Ce dépôt contient tous les éléments associés à la formation et sera mis à jour au cours de celle-ci.
Cette formation propose une initiation à la programmation Python pour des doctorants•es en sciences humaines et sociales (SHS), pensée pour les usages en SHS.
Intervenants :
- Emilien Schultz, Médialab / SESSTIM (http://eschultz.fr), emilien.schultz at sciencespo.fr
- Mathieu Morey, Datactivist
Prérequis pour la première séance : installation du logiciel Anaconda qui installe les outils nécessaires (Python ainsi que les autres interfaces) : https://www.anaconda.com/products/individual
Cette séance sera l'occasion de faire un petit tour du langage Python et de l'univers qui l'entoure, pour identifier les principaux usages en SHS.
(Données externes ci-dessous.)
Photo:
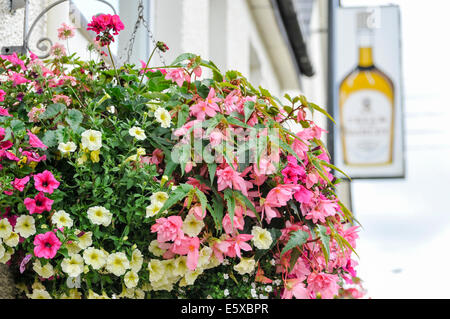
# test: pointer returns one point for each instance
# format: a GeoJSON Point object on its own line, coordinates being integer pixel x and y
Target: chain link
{"type": "Point", "coordinates": [129, 49]}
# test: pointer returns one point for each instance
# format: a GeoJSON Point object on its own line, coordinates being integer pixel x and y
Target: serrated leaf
{"type": "Point", "coordinates": [74, 118]}
{"type": "Point", "coordinates": [249, 108]}
{"type": "Point", "coordinates": [231, 203]}
{"type": "Point", "coordinates": [297, 239]}
{"type": "Point", "coordinates": [325, 241]}
{"type": "Point", "coordinates": [212, 172]}
{"type": "Point", "coordinates": [52, 110]}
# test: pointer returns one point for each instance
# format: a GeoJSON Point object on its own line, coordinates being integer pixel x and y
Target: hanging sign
{"type": "Point", "coordinates": [368, 139]}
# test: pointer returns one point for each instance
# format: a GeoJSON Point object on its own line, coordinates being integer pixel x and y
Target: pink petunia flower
{"type": "Point", "coordinates": [66, 32]}
{"type": "Point", "coordinates": [178, 75]}
{"type": "Point", "coordinates": [168, 229]}
{"type": "Point", "coordinates": [46, 245]}
{"type": "Point", "coordinates": [20, 183]}
{"type": "Point", "coordinates": [38, 204]}
{"type": "Point", "coordinates": [229, 178]}
{"type": "Point", "coordinates": [325, 284]}
{"type": "Point", "coordinates": [35, 141]}
{"type": "Point", "coordinates": [45, 182]}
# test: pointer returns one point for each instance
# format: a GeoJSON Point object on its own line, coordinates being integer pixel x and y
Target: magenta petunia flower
{"type": "Point", "coordinates": [46, 245]}
{"type": "Point", "coordinates": [38, 204]}
{"type": "Point", "coordinates": [35, 141]}
{"type": "Point", "coordinates": [20, 183]}
{"type": "Point", "coordinates": [45, 182]}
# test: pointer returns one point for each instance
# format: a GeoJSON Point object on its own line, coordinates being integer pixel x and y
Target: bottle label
{"type": "Point", "coordinates": [367, 128]}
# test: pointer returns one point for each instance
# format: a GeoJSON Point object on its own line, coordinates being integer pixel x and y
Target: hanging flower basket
{"type": "Point", "coordinates": [156, 182]}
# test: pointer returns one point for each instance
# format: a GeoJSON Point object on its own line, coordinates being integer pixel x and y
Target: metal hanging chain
{"type": "Point", "coordinates": [141, 19]}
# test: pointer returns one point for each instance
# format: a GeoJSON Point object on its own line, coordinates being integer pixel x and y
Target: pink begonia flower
{"type": "Point", "coordinates": [45, 182]}
{"type": "Point", "coordinates": [215, 138]}
{"type": "Point", "coordinates": [61, 98]}
{"type": "Point", "coordinates": [325, 284]}
{"type": "Point", "coordinates": [168, 229]}
{"type": "Point", "coordinates": [18, 79]}
{"type": "Point", "coordinates": [4, 112]}
{"type": "Point", "coordinates": [178, 75]}
{"type": "Point", "coordinates": [303, 195]}
{"type": "Point", "coordinates": [239, 242]}
{"type": "Point", "coordinates": [38, 204]}
{"type": "Point", "coordinates": [35, 141]}
{"type": "Point", "coordinates": [15, 60]}
{"type": "Point", "coordinates": [66, 31]}
{"type": "Point", "coordinates": [33, 156]}
{"type": "Point", "coordinates": [229, 178]}
{"type": "Point", "coordinates": [238, 223]}
{"type": "Point", "coordinates": [197, 184]}
{"type": "Point", "coordinates": [188, 246]}
{"type": "Point", "coordinates": [230, 102]}
{"type": "Point", "coordinates": [198, 212]}
{"type": "Point", "coordinates": [295, 288]}
{"type": "Point", "coordinates": [20, 183]}
{"type": "Point", "coordinates": [311, 179]}
{"type": "Point", "coordinates": [46, 245]}
{"type": "Point", "coordinates": [24, 262]}
{"type": "Point", "coordinates": [58, 50]}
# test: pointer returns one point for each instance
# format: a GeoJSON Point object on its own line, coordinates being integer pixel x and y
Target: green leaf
{"type": "Point", "coordinates": [182, 115]}
{"type": "Point", "coordinates": [313, 106]}
{"type": "Point", "coordinates": [183, 57]}
{"type": "Point", "coordinates": [50, 138]}
{"type": "Point", "coordinates": [217, 211]}
{"type": "Point", "coordinates": [297, 239]}
{"type": "Point", "coordinates": [231, 203]}
{"type": "Point", "coordinates": [249, 108]}
{"type": "Point", "coordinates": [74, 118]}
{"type": "Point", "coordinates": [212, 172]}
{"type": "Point", "coordinates": [52, 110]}
{"type": "Point", "coordinates": [18, 127]}
{"type": "Point", "coordinates": [325, 240]}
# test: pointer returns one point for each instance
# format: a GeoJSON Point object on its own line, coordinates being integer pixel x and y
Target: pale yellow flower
{"type": "Point", "coordinates": [246, 266]}
{"type": "Point", "coordinates": [92, 140]}
{"type": "Point", "coordinates": [25, 226]}
{"type": "Point", "coordinates": [137, 133]}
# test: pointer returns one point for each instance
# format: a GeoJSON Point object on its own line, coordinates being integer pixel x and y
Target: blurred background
{"type": "Point", "coordinates": [283, 45]}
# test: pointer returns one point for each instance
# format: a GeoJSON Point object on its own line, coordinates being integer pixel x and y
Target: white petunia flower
{"type": "Point", "coordinates": [136, 260]}
{"type": "Point", "coordinates": [73, 266]}
{"type": "Point", "coordinates": [159, 197]}
{"type": "Point", "coordinates": [12, 240]}
{"type": "Point", "coordinates": [92, 140]}
{"type": "Point", "coordinates": [62, 219]}
{"type": "Point", "coordinates": [192, 226]}
{"type": "Point", "coordinates": [153, 209]}
{"type": "Point", "coordinates": [163, 117]}
{"type": "Point", "coordinates": [246, 266]}
{"type": "Point", "coordinates": [94, 257]}
{"type": "Point", "coordinates": [45, 271]}
{"type": "Point", "coordinates": [137, 133]}
{"type": "Point", "coordinates": [25, 226]}
{"type": "Point", "coordinates": [99, 215]}
{"type": "Point", "coordinates": [5, 228]}
{"type": "Point", "coordinates": [68, 147]}
{"type": "Point", "coordinates": [131, 279]}
{"type": "Point", "coordinates": [117, 263]}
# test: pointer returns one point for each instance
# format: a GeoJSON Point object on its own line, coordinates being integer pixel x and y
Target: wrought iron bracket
{"type": "Point", "coordinates": [23, 49]}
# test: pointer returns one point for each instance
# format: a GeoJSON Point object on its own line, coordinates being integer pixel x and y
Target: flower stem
{"type": "Point", "coordinates": [145, 68]}
{"type": "Point", "coordinates": [114, 65]}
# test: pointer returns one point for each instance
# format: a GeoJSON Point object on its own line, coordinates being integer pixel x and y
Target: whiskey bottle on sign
{"type": "Point", "coordinates": [366, 105]}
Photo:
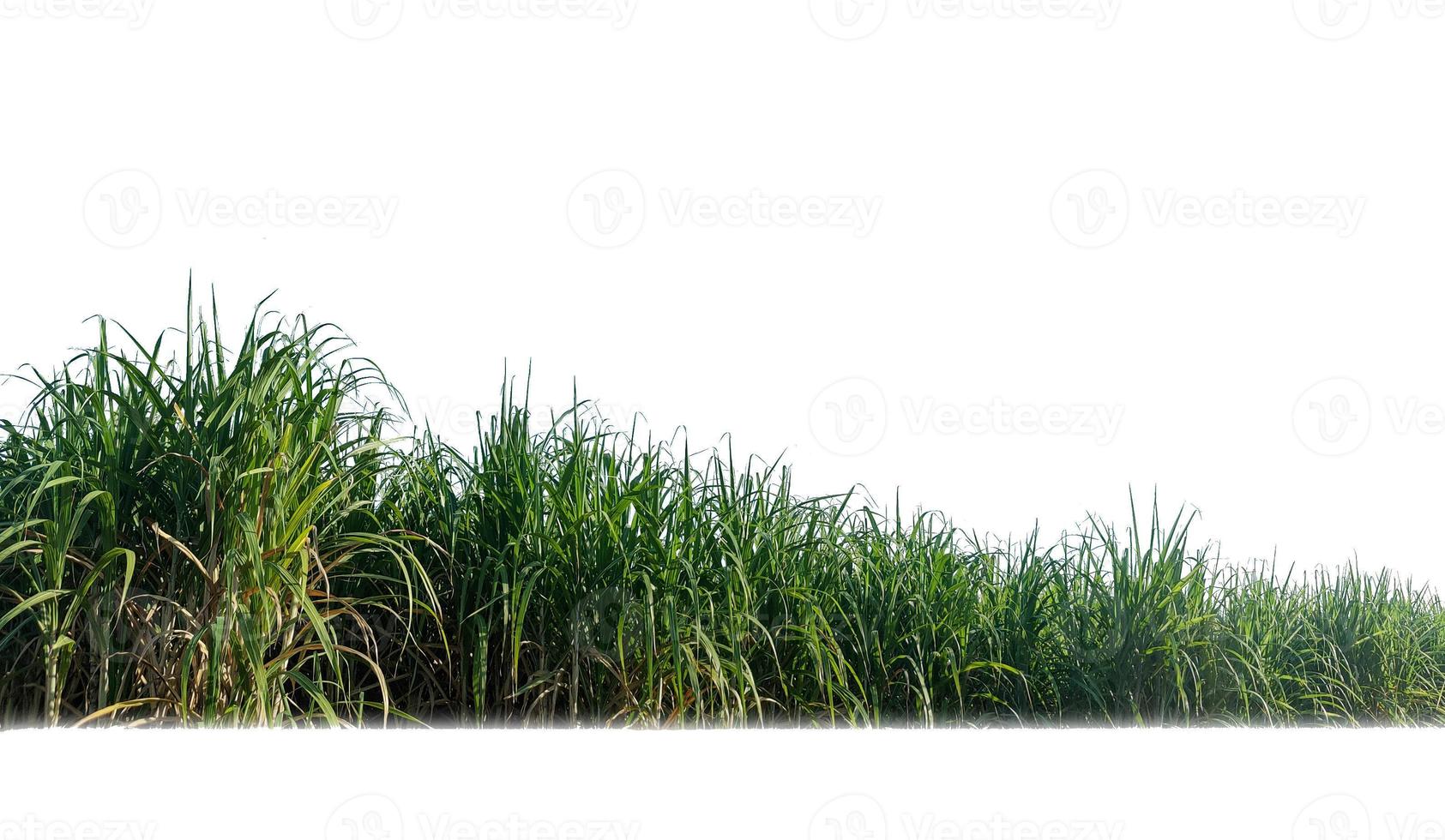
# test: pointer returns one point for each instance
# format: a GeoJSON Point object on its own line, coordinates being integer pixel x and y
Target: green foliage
{"type": "Point", "coordinates": [238, 537]}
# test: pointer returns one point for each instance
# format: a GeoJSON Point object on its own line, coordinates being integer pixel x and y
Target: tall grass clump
{"type": "Point", "coordinates": [202, 534]}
Langage Python – programmation scientifique – Notebook Jupyter - Exemples
Cette séance présentera les principaux ingrédients du langage Python, sa syntaxe et les blocs qui constituent un script : boucle, condition, ouverture d'un fichier, etc. La question des bonnes pratiques de programmation seront abordées.
Algorithme – Syntaxe - Fonctions – Bonnes pratiques
Python désigne à la fois le langage et les outils développés à partir de celui-ci. Les bibliothèques regroupent des outils déjà constitués pour réaliser des traitements plus avancés. Nous verrons comment se repérer dans l'univers de l'open source, identifier une bibliothèque, l'installer et l'utiliser pour collecter des données. Cela permettra de voir les bases du scrapping.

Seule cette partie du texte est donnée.